Using this approach, each component still has its individual identity but they are interoperable with each other.

2.3 LOD2 Stack Repository

In order to guarantee stability of the available component stack, a multi stage environment has been setup. There exist 3 stages currently:
  • The developers’ area: here the developers put their packages.
  • The testing stage: this is a collection of LOD2 packages that are subject to integration tests. The goal is to detect with automatic testing problems in the installation of the packages.
  • The stable stage: this is a collection of LOD2 packages that pass the tests.
The LOD2 stack managers are responsible for moving packages from the developers’ area into the testing stage and then to the stable stage.
Orthogonally we have created 2 repositories that are OS-release dependent. These contain components that are dependent on the OS. The typical example is Virtuoso for which Ubuntu 12.04 64 bit builds are provided. Build and installation instructions are present to support more recent and other Linux distributions.
Developers have to contribute a Debian package with the correct LOD2 stack configuration. The rationale behind this choice for this approach is to distribute the knowledge on building packages to all partners, but more important to create awareness for software deployment. When the component owners are responsible for building the Debian packages they face the imperfections that make their software hard to deploy. That experience has as positive effect that deployment issues are tackled early on. All necessary information for the developers is collected in the contribution documentation2.
The LOD2 stack repository distributes software components. However in addition to these components, there are more components or information sources valuable to the LOD2 stack available online. These come in two categories:
  • software components which are only accessible online due to various reasons: special setup, license rules, etc. Examples are the Sindice search engine and PoolParty.
  • information sources: for example dbpedia.org and vocabulary.wolterskluwer.de.

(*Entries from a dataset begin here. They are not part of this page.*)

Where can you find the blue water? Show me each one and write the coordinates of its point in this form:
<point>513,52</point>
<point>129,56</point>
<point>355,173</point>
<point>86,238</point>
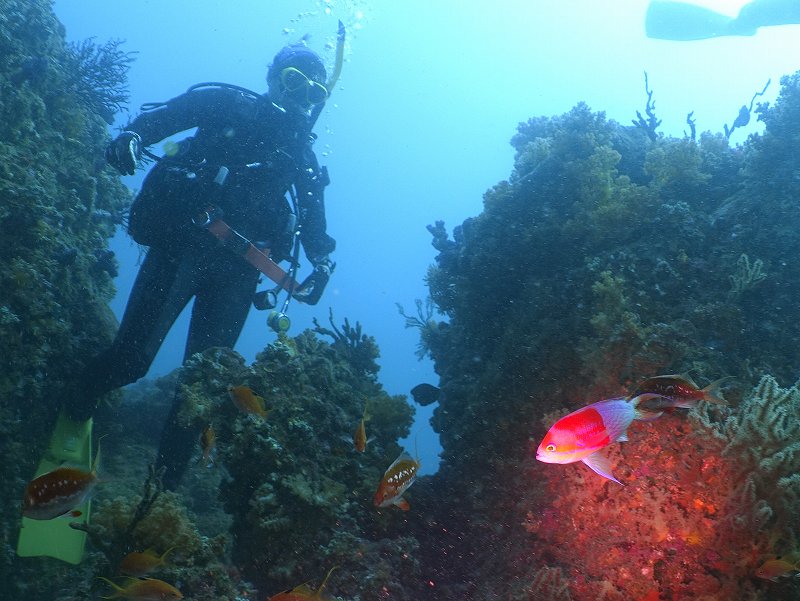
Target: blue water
<point>418,126</point>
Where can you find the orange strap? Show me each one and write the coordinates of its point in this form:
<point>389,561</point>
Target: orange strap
<point>257,258</point>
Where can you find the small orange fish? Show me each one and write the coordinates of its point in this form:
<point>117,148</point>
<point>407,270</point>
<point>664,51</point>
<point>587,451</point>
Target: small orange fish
<point>400,475</point>
<point>778,567</point>
<point>139,564</point>
<point>304,592</point>
<point>208,440</point>
<point>247,401</point>
<point>680,389</point>
<point>148,589</point>
<point>59,491</point>
<point>360,435</point>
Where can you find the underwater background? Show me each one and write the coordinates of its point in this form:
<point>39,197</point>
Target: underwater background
<point>601,247</point>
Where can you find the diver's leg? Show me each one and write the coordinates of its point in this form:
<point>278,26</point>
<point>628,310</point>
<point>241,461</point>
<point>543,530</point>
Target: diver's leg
<point>218,316</point>
<point>157,298</point>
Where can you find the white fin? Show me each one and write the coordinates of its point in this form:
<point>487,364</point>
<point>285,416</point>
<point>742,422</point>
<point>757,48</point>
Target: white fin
<point>601,466</point>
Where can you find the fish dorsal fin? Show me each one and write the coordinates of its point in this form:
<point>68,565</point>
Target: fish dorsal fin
<point>601,466</point>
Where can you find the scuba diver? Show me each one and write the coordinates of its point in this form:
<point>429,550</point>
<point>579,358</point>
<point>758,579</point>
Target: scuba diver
<point>214,212</point>
<point>206,209</point>
<point>679,21</point>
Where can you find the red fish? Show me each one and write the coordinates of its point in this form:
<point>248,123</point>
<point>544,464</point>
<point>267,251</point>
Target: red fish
<point>304,592</point>
<point>579,435</point>
<point>247,401</point>
<point>59,491</point>
<point>208,440</point>
<point>400,475</point>
<point>680,389</point>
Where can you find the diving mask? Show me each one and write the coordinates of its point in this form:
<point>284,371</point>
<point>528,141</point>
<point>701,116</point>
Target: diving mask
<point>293,80</point>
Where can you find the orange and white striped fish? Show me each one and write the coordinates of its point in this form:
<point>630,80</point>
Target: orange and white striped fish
<point>400,475</point>
<point>59,491</point>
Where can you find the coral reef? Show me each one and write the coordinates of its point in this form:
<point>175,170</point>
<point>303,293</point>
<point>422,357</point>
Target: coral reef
<point>620,255</point>
<point>300,497</point>
<point>58,207</point>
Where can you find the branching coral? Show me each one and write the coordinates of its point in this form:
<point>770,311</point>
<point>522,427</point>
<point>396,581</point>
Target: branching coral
<point>762,440</point>
<point>424,322</point>
<point>359,349</point>
<point>101,81</point>
<point>746,276</point>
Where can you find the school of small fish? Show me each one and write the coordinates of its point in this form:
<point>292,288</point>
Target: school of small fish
<point>578,436</point>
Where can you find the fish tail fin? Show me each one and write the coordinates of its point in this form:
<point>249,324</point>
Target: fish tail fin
<point>117,588</point>
<point>712,394</point>
<point>649,406</point>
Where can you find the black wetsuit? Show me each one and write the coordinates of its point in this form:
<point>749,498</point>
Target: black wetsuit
<point>266,151</point>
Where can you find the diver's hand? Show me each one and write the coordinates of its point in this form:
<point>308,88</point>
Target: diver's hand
<point>310,291</point>
<point>124,152</point>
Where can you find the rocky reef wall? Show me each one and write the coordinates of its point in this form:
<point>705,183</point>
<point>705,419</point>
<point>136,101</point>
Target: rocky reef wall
<point>612,254</point>
<point>58,207</point>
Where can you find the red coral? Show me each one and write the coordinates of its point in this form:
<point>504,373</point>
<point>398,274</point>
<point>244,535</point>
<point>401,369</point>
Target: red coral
<point>669,533</point>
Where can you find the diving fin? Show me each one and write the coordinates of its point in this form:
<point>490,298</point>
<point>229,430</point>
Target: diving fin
<point>680,21</point>
<point>71,443</point>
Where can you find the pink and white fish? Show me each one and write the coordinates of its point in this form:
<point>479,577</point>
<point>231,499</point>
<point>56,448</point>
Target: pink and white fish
<point>581,434</point>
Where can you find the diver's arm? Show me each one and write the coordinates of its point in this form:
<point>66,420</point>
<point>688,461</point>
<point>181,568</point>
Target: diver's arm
<point>311,200</point>
<point>192,109</point>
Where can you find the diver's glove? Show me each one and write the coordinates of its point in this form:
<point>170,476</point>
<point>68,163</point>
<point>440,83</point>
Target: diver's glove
<point>310,291</point>
<point>124,152</point>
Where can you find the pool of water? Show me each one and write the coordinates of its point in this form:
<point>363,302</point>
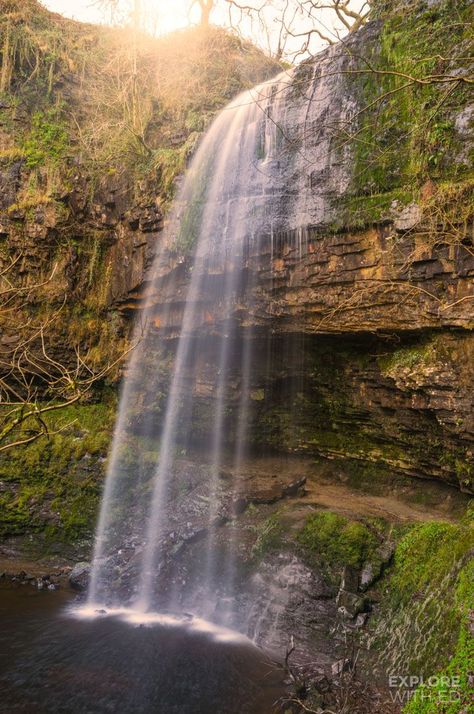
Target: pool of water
<point>54,659</point>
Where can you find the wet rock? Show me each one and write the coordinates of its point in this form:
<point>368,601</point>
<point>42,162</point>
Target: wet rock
<point>350,604</point>
<point>408,218</point>
<point>340,667</point>
<point>79,576</point>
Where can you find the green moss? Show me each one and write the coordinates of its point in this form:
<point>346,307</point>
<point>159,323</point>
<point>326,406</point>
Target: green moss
<point>48,139</point>
<point>54,484</point>
<point>442,697</point>
<point>361,211</point>
<point>406,133</point>
<point>332,541</point>
<point>269,536</point>
<point>421,621</point>
<point>409,357</point>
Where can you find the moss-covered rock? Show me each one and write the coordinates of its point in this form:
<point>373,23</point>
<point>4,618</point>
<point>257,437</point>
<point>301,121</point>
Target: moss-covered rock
<point>53,485</point>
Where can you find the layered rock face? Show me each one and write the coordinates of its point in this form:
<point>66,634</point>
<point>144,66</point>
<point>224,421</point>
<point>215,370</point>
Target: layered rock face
<point>358,288</point>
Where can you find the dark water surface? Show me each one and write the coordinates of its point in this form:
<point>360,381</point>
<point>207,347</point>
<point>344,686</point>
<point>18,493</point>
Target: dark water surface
<point>53,662</point>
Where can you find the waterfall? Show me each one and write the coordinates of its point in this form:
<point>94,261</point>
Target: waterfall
<point>247,194</point>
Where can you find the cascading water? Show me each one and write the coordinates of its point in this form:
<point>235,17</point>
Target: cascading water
<point>223,206</point>
<point>236,194</point>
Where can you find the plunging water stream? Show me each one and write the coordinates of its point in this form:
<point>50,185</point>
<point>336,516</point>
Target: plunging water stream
<point>247,185</point>
<point>227,201</point>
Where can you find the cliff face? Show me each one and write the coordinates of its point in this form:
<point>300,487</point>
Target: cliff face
<point>361,292</point>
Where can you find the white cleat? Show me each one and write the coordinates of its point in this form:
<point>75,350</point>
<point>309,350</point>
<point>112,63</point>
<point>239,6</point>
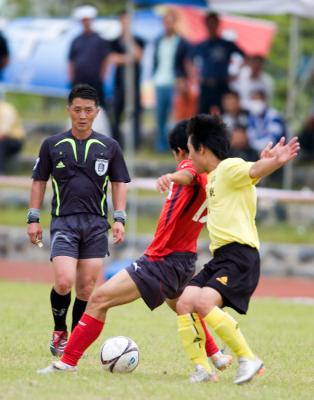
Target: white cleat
<point>248,369</point>
<point>201,375</point>
<point>221,361</point>
<point>57,366</point>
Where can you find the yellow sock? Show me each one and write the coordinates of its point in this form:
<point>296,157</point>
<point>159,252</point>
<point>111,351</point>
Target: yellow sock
<point>193,340</point>
<point>227,329</point>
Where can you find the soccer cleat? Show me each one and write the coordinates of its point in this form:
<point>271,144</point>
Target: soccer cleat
<point>57,366</point>
<point>201,375</point>
<point>58,342</point>
<point>248,369</point>
<point>221,361</point>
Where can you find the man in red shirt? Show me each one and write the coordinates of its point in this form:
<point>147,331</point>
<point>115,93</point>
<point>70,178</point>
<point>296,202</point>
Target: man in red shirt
<point>166,267</point>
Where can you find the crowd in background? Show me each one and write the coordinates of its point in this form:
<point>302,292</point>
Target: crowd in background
<point>187,79</point>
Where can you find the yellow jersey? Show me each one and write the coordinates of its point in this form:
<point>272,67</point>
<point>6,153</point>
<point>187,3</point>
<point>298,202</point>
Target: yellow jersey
<point>231,202</point>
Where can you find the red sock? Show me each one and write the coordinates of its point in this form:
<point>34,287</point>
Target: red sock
<point>210,345</point>
<point>85,333</point>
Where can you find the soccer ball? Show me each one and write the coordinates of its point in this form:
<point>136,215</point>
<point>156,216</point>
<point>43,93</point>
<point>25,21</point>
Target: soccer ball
<point>119,354</point>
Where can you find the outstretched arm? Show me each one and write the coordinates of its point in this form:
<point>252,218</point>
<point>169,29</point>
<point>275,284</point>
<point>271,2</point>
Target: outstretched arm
<point>183,177</point>
<point>273,158</point>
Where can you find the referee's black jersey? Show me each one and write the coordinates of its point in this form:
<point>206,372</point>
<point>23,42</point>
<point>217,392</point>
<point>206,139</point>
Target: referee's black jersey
<point>80,171</point>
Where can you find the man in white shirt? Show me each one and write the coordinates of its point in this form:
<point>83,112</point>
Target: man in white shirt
<point>252,78</point>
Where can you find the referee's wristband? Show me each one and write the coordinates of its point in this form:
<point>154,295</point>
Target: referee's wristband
<point>33,215</point>
<point>119,216</point>
<point>33,220</point>
<point>119,220</point>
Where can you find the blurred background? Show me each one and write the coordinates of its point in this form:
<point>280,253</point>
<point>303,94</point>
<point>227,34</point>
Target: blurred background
<point>268,92</point>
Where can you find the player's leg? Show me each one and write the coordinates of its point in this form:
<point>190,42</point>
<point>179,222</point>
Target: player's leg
<point>221,361</point>
<point>64,270</point>
<point>192,333</point>
<point>226,327</point>
<point>120,289</point>
<point>88,271</point>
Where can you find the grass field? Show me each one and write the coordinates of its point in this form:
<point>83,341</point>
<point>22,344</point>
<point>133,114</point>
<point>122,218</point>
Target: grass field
<point>280,332</point>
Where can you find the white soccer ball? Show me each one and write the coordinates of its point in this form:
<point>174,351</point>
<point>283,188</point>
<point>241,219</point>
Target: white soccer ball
<point>119,354</point>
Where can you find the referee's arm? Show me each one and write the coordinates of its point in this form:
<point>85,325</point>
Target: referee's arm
<point>118,192</point>
<point>34,229</point>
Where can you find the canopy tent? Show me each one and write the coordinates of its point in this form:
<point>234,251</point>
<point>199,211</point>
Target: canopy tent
<point>296,8</point>
<point>302,8</point>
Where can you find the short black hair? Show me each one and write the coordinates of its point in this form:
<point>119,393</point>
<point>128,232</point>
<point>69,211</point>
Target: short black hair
<point>122,12</point>
<point>178,136</point>
<point>211,132</point>
<point>83,91</point>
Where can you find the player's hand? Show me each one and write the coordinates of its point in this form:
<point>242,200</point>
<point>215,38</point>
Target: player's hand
<point>163,183</point>
<point>35,232</point>
<point>282,152</point>
<point>118,232</point>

2.4 Installing the LOD2 Linked Data Stack

The installation of a local version of the LOD2 stack3 is done in a few steps and are available online4. In short, the next steps must be executed:
1.
Setup a Ubuntu 12.04 64 bit LTS system.
 
2.
Download the repository package (of the stage of interest) and install it.
 
3.
Update the local package cache.
 
4.
Install the whole LOD2 stack or selected components.
 
If during the installation issues occur, support-stack@lod2.eu can be contacted for assistance. Background information and frequently occurring situations are documented at documentation wiki5.

2.5 The LOD2 Linked Data Stack Release

In the following paragraphs all LOD2 stack components are summarized. First we list those that are available as Debian package, followed by those that are online available and finally we provide a table of online data sources that are of interest and have been supported by the LOD2 project.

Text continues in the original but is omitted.